Of course it is conceivable, as Hilbert, Ackermann, et al. were struggling in the 1920s to find a suitable formalization of mechanical procedures, that somebody at some time considered whether something equivalent to primitive recursion would be enough to do the trick -- but whether this ever rose to the level of a "conjecture" might me more of a question of definitions than of history.
However, note that Gödel himself in 1931 when he defined the functions we know as primitive recursive, called them simply "recursive". It was only later that consensus decided, somehow, that "recursive" should mean what it does now. But that was merely a case of terminology changing, not the mathematical substance.
Later: See also here (from a book review written by Kleene in 1952):
Hilbert's lecture Über das Unendliche (published 1926) ... proposed to attack the continuum problem of set theory by showing that there is no inconsistency in supposing that the number-theoretic functions are all definable by use of forms of recursion associated with the transfinite ordinals of Cantor's second number class. ... For Hilbert's proposal it was necessary to show that higher forms of recursion do give new functions; and the first demonstration of the existence of a function definable by a double recursion but not by use only of simple or "primitive" recursion was given by Ackermann in 1928 ...

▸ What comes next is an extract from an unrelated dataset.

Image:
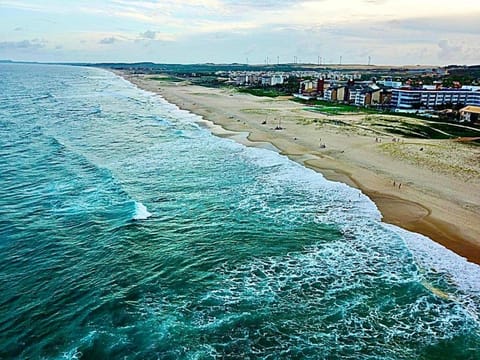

Ackermann's 1928 article works with a concept that looks to be fairly close to primitive recursion. Why Gödel is usually credited with inventing primitive recursion three years later, is then not completely clear. Perhaps just because Gödel made more heroic use of them, showing that they can do rather interesting things rather than just be the base layer in a hierarchy.
But this history seems to make clear that it probably wasn't seriously proposed that primitive recursion would be sufficient to express everything computable. It is unclear that computability was on anyone's mind in this context before 1931. In fact, the secondary sources I've been able to google up all claim that the idea that "computable function" is a robust concept at all did not congeal until the mid-1930s at the earliest, so in 1928 nobody would have even had the vocabulary to conjecture that the primitive recursive functions exhaust the computable ones.